Telefonica confirmed it was in talks with billionaire John Malone’s Liberty Global over a possible merger of their respective businesses in Britain.
The two have started a negotiation process to merge Telefonica’s British mobile operator O2 and Liberty’s Virgin Media network company, the Spanish company said in a stock market filing.
Vodafone, one of the rivals of Telefonica, in July 2019 completed the acquisition of Liberty Global’s operations in Germany and the Czech Republic, Hungary, and Romania for a total enterprise value of €18.4 billion.
Telefonica said it would keep markets informed if a “satisfactory agreement” were reached. The company reports first-quarter results on May 7.

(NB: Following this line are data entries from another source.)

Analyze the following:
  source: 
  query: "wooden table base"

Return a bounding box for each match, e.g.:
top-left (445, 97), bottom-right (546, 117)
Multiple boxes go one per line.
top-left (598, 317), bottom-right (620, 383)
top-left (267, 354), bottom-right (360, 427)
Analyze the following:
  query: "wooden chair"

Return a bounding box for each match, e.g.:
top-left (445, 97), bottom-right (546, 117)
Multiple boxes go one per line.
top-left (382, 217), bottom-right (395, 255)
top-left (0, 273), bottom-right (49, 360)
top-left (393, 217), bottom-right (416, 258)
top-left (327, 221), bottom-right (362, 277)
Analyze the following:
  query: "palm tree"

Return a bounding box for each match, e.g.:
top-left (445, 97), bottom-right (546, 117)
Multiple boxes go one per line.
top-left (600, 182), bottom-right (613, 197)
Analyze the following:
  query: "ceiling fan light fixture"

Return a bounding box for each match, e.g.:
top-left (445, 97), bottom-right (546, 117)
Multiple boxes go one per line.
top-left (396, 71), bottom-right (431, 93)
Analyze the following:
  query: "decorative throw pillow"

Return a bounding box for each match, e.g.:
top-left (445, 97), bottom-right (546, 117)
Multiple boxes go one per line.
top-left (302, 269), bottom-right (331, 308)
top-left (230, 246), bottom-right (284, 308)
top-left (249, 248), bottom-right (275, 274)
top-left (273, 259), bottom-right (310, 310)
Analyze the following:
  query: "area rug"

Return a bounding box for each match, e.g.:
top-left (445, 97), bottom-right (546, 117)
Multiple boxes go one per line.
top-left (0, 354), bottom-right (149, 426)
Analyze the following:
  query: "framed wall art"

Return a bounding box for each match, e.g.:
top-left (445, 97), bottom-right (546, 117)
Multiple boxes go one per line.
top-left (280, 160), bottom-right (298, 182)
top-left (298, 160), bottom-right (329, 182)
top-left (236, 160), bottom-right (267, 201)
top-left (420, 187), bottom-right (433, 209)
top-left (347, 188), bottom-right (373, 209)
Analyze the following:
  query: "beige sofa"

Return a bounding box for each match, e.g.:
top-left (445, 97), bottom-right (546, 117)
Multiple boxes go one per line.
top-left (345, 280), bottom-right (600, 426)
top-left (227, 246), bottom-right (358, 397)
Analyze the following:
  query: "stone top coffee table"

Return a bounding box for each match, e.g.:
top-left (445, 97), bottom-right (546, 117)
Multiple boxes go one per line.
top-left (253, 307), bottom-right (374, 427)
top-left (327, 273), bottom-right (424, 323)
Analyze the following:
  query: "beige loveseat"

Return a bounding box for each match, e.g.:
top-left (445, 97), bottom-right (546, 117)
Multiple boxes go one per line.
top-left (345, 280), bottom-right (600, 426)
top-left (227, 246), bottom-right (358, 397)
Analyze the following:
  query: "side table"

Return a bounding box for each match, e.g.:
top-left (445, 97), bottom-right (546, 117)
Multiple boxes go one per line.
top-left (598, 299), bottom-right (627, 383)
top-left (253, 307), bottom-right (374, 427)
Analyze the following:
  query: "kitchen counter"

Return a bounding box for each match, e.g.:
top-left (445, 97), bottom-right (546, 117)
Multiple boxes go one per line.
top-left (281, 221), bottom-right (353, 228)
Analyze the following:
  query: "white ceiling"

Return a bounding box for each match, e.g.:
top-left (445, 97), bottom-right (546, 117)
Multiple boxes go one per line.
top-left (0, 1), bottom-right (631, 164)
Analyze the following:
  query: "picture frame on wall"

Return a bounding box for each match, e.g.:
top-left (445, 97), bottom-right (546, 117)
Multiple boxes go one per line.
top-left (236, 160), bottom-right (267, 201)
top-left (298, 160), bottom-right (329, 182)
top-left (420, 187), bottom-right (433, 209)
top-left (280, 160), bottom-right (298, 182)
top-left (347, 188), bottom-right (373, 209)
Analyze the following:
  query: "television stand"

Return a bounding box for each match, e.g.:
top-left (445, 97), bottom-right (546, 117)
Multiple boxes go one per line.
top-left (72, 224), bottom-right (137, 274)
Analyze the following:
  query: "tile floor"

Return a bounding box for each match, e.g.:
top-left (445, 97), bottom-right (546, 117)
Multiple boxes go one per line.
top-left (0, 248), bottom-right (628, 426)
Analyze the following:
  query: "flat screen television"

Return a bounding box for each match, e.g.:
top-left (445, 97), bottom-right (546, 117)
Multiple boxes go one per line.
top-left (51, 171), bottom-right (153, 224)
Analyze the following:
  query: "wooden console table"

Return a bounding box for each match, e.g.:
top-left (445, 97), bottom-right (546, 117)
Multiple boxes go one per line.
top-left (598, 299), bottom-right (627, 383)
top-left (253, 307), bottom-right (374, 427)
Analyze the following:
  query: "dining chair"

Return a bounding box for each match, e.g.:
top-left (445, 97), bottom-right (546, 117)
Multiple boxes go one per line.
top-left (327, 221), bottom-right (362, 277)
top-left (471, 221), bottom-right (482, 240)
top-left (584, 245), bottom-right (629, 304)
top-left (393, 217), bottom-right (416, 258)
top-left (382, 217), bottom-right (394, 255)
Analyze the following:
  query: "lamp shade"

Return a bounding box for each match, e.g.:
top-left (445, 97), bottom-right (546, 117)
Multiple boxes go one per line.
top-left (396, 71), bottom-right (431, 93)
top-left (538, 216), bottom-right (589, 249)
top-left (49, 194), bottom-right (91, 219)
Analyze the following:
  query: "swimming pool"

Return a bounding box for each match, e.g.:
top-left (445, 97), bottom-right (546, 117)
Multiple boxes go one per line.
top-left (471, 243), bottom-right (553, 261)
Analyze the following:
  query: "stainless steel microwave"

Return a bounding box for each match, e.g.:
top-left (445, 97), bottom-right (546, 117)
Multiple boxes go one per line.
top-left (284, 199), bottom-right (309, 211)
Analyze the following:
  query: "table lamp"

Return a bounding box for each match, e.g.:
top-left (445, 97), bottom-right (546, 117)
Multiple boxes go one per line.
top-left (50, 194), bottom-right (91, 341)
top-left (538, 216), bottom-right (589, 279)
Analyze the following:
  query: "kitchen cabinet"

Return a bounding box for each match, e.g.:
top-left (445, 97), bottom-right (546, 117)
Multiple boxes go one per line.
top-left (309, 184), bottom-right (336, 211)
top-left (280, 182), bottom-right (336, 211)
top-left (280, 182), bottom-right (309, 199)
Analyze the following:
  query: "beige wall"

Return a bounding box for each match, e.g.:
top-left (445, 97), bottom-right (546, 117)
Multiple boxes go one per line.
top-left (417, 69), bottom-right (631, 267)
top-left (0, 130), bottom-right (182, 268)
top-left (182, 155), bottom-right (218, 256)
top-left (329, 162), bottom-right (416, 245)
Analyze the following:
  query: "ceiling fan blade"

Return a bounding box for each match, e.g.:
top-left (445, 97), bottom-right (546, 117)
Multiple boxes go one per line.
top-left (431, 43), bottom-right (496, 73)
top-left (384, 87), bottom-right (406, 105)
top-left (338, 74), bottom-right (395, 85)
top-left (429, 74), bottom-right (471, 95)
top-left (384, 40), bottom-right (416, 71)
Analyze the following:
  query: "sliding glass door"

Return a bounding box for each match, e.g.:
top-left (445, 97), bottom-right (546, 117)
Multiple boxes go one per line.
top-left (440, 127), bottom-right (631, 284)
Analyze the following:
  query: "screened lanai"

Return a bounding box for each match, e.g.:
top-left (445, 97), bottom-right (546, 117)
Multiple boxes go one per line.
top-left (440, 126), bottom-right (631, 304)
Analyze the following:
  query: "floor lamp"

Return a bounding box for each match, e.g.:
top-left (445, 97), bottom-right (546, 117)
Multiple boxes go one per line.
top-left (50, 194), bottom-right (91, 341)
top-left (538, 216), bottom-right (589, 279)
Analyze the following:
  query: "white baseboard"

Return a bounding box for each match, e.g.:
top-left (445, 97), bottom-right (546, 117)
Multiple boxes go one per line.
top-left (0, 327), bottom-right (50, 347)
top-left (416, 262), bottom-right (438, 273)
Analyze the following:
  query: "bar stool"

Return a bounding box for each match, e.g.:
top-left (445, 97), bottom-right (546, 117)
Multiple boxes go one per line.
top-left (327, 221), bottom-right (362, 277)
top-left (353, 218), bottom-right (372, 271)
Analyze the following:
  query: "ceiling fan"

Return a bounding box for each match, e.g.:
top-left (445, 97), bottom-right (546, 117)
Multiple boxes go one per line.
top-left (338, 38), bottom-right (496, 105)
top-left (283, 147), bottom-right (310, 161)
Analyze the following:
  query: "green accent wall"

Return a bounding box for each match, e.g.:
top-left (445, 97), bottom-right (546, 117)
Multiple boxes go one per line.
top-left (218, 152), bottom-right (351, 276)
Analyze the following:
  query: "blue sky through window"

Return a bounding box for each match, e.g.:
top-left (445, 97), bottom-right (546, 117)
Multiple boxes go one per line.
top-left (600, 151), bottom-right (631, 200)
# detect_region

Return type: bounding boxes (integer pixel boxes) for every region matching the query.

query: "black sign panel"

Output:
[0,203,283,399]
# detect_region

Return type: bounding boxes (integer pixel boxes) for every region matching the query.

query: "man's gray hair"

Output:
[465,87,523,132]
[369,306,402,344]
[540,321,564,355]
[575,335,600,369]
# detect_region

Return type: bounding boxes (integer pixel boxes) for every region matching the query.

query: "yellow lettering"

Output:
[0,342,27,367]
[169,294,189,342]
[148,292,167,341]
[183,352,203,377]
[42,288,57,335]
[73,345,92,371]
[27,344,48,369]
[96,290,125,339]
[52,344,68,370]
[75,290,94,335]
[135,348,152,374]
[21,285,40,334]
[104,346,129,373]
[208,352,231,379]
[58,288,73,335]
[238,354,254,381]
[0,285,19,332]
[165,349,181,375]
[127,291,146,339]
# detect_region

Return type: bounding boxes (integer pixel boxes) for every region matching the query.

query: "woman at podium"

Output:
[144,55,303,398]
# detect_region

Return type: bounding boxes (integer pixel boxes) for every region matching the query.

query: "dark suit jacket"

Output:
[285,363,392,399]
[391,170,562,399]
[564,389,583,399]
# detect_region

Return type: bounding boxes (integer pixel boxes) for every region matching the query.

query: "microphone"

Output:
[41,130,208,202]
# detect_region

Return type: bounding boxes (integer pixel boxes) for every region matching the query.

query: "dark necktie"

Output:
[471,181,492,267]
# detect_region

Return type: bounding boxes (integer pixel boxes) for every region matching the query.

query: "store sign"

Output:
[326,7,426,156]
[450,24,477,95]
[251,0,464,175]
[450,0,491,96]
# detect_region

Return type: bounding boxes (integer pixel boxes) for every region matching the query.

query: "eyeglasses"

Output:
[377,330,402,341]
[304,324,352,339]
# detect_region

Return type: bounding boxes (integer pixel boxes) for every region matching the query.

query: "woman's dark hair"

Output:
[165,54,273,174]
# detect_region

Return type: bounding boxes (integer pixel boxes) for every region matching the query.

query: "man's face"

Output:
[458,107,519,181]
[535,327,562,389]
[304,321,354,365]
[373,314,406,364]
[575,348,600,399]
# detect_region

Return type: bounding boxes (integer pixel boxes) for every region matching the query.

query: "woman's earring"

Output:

Telefonica has struggled to boost profit growth in the face of fierce competition and reassure investors it can manage a debt pile which stood at 37.74 billion euros at the end of last year, Reuters reported.
Its UK business, which includes O2, generated 7.11 billion euros in revenue in 2019, around 14.7 percent of the group’s total, and had 34.5 mobile connections on its network.
Virgin Media competes with UK pay-TV market leader Sky, owned by Comcast, in pay-TV, and with BT, Sky, TalkTalk and others in broadband. BT acquired EE.
Virgin Media had 6 million cable customers and 3.3 million mobile customers as of the end of 2019.
Telefonica has been weighing options for the mobile business since 2016 when a previous $12.8 billion O2 takeover bid from Three UK, controlled by CK Hutchison Holdings, was blocked by European antitrust regulators.
Combining O2 and Virgin Media would reshape Britain’s telecoms industry, leaving Hutchison and Vodafone without their own fixed-line consumer networks and raising pressure on BT.
The deal would allow Telefonica a way to cash out from O2 while keeping a presence in Britain, where – along with Spain, Germany and Brazil – it aims to focus its efforts to boost revenue by 2 billion euros under a new strategic plan.